Franzobel: Ja, der soll bald fertig werden. Veröffentlicht soll er im kommenden Jänner werden. Ob der Roman nur „Minik“ heißt oder etwas mit der „Eroberung des Nordpols“ entscheidet sich erst – je nachdem, was der Verlag sagt oder die Vertreter, die ja noch wichtiger sind …
APA: Beim Lesen von „Wolf“ habe ich viel an Ihre früheren, barocken und sprachlich verspielten Romane wie „Böselkraut und Ferdinand“ (1998) gedacht.
Franzobel: Ich habe immer einen verspielten Zugang. Bei den großen historischen Romanen versuche ich ihn zu minimieren, damit es nicht zu albern wird. In den „Wolf“ bin ich aber mit ungebremster Sprachlust hineingegangen, weil klar war, dass es eh zu Streichungen kommen wird. In der Liedform kann man sich viel Unsinn erlauben, weil er von der Musik aufgefangen wird. „Es wird Speckwürfel regnen“ klingt ohne Musik vielleicht etwas komisch …
APA: Wie viel Erfahrung haben Sie beim Libretto- und Lieder-Schreiben?
Franzobel: Ich habe schon die eine oder andere Oper geschrieben, einmal für Christoph Coburger, später für Ernst Ludwig Leitner („Fadinger oder Die Revolution der Hutmacher“). Die Weltraum-Oper „Terra Nova oder Das Weiße Leben“ von Moritz Eggert war die Abschiedsproduktion von Rainer Mennicken in Linz, die aus verschiedenen Gründen leider eine Katastrophenproduktion geworden ist.
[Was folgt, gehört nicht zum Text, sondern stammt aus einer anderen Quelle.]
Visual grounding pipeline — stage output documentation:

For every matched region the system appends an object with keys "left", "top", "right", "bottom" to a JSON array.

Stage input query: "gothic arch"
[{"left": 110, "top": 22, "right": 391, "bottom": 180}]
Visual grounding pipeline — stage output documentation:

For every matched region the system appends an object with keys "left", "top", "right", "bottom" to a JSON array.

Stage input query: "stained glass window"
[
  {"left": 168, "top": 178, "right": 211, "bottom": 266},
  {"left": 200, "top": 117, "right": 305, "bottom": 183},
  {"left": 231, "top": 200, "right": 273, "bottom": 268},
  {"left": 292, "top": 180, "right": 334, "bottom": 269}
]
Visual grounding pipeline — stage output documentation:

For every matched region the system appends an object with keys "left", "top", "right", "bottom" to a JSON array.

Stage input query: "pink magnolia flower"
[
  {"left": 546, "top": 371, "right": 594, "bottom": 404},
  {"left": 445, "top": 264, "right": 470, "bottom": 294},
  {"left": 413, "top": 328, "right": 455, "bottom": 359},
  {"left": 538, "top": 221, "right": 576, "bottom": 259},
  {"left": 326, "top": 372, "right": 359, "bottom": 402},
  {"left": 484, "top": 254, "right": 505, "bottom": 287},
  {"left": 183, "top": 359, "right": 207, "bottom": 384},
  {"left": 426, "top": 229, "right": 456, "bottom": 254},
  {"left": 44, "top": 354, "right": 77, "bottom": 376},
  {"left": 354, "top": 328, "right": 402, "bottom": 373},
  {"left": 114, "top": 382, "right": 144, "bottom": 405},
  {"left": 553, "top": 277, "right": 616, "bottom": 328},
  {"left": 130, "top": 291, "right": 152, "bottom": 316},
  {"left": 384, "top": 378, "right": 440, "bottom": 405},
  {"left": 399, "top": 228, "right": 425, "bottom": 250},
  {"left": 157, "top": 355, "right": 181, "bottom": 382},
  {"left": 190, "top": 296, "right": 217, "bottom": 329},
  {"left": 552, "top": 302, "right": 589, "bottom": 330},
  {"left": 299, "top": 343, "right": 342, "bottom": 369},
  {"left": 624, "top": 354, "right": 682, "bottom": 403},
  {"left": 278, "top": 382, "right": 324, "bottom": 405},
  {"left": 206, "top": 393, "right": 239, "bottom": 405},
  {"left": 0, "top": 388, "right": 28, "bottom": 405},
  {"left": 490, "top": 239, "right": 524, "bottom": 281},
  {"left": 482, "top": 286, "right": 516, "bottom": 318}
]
Auch in Theaterstücken sind öfter Lieder vorgekommen. Es macht Spaß, obwohl Liedschreiben seltsam ist. Beim Romanschreiben weiß man: Es geht um eine Geschichte. Beim Stück hat man eine Situation. Das Liedschreiben dagegen hat keinerlei Anhaltspunkte, ist also ein permanentes Warten auf die zündende Idee.
APA: Haben Sie einander gekannt, der Komponist Gerd Hermann Ortler und Sie?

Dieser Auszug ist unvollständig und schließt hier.